Emilio, antes de dormir, me ha preguntado cuándo se alcanza la felicidad en la vida. Yo le he respondido que la verdadera felicidad no la podemos alcanzar en esta vida, sino tras la muerte, en la vida eterna. Me he acordado de lo primero que le dijo la Virgen a Santa Bernadette en #Lourdes : «No te prometo la felicidad en este mundo, sino en el otro». Emilio se ha quedado contento, aunque un poco contrariado me ha dicho: «¡Pues entonces aún nos queda!». Pienso que en este mundo podemos ser felices, y mucho, pero pienso que en nuestro corazón siempre hay un deseo de más, más, y MÁS… una profunda promesa de una felicidad plena y eterna, que solo se puede dar en el otro mundo, donde nos espera nuestro Dios y nuestra Madre María. Hay que procurar ser felices y hacer felices, pero sabiendo que nunca será una felicidad sin mezcla de algo de sufrimiento, y que será una felicidad siempre llamada a más y que no impulsa constantemente a una mayor plenitud.

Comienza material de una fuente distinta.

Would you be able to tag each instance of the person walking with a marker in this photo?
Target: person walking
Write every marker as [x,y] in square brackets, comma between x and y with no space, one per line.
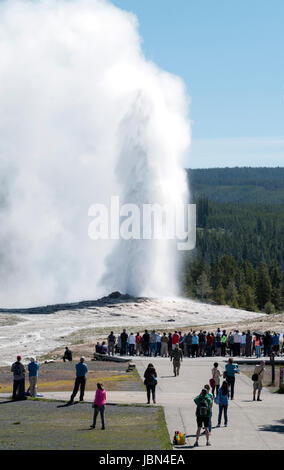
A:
[19,372]
[222,399]
[150,381]
[257,384]
[33,375]
[176,357]
[99,405]
[80,381]
[203,406]
[216,374]
[164,345]
[230,370]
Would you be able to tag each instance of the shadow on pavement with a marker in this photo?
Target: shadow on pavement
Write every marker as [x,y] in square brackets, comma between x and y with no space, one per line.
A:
[274,427]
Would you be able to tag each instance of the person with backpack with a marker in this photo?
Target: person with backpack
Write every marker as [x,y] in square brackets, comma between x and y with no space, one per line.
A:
[230,370]
[33,375]
[176,357]
[257,380]
[80,381]
[19,372]
[150,382]
[99,405]
[222,399]
[203,406]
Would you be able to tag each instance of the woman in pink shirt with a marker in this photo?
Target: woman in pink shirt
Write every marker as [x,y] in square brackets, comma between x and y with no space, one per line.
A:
[99,405]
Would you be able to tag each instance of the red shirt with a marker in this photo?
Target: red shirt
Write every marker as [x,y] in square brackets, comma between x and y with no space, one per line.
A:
[175,338]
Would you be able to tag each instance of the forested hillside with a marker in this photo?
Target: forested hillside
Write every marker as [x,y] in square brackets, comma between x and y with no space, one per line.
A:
[239,256]
[255,185]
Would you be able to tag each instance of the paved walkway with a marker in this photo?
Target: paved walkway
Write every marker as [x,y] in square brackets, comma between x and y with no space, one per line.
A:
[251,425]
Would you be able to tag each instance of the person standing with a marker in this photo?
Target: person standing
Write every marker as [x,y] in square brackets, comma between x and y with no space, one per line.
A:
[231,369]
[222,399]
[124,337]
[175,339]
[67,355]
[33,375]
[150,381]
[243,344]
[138,341]
[216,374]
[176,357]
[248,344]
[19,372]
[80,381]
[111,342]
[257,384]
[131,343]
[170,343]
[146,342]
[188,343]
[237,343]
[159,344]
[203,407]
[194,345]
[164,345]
[99,405]
[223,343]
[153,343]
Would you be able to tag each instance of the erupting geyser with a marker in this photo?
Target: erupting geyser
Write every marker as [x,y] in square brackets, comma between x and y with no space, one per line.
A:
[84,116]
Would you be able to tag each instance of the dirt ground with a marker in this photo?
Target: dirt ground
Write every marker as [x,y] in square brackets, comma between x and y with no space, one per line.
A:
[59,376]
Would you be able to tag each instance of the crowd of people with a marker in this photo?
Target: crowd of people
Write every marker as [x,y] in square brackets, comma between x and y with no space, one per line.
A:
[214,392]
[193,343]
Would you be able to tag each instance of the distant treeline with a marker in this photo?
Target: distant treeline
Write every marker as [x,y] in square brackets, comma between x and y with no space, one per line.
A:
[255,185]
[239,256]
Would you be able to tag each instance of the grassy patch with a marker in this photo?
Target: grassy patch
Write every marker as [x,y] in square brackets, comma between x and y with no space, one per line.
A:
[52,425]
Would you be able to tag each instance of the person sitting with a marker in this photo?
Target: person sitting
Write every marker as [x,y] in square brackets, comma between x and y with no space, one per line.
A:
[67,354]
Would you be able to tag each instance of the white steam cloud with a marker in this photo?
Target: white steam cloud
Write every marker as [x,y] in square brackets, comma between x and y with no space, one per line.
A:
[84,116]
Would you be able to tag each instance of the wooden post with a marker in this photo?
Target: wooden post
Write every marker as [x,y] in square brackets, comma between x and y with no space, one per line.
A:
[272,362]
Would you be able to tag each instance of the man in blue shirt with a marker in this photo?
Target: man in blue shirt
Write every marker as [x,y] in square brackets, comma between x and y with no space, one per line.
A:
[33,375]
[80,381]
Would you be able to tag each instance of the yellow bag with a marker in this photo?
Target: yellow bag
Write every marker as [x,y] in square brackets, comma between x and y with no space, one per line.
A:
[180,439]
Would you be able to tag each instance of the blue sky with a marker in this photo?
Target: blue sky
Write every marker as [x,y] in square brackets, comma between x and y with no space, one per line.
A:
[231,56]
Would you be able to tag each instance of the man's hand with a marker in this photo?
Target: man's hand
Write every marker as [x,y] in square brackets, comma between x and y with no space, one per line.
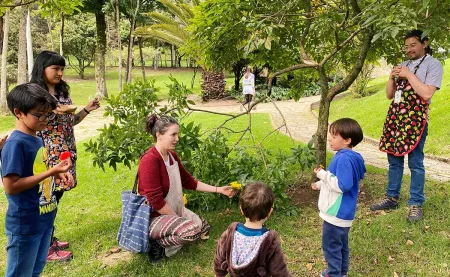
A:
[404,72]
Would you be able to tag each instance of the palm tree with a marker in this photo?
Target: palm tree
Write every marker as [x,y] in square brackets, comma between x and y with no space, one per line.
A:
[172,29]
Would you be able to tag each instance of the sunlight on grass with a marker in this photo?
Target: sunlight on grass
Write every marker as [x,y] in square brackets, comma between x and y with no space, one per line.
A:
[371,112]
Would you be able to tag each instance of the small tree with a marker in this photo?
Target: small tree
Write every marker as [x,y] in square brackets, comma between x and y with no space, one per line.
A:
[313,36]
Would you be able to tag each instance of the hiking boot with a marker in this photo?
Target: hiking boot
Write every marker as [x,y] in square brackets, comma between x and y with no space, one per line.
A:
[324,274]
[56,254]
[60,244]
[415,213]
[156,253]
[385,204]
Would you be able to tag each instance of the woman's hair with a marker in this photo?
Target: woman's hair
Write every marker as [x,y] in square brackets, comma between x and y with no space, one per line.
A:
[418,35]
[46,59]
[160,124]
[347,128]
[256,201]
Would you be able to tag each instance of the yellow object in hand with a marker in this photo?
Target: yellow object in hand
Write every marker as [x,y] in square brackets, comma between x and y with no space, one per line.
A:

No hablar de la muerte, del juicio y de la vida eterna es obviar lo obvio: todos vamos a morir, esta no es la vida definitiva, y María nos promete la felicidad en el otro mundo, en el cielo, la salvación, el paraíso o como quieras llamarlo. Por eso no nos hace mal el «ejercicio de la muerte». Imagina que esta noche te mueres. ¿Cómo te gustaría hallarte en tu lecho de muerte, qué cosas te hubiera gustado cambiar, qué cosas podrías haber mejorado,. qué cosas te hubiera gustado decir o callar…? Pues no esperes a mañana. Prepárate hoy para salir al encuentro de tu salvador. Si hoy no es aún el día, aún así dormirás en paz y con la conciencia tranquila. Un santo siempre está preparado para recibir a la «hermana muerte» como la llamaba san Francisco. Sí, María no nos promete la felicidad en este mundo. Pero la felicidad que nos espera en el otro es tan brutal e inimaginable, que merece la pena dejarse la vida por ella.

Vive tal y como te gustaría que te sorprendiera la muerte.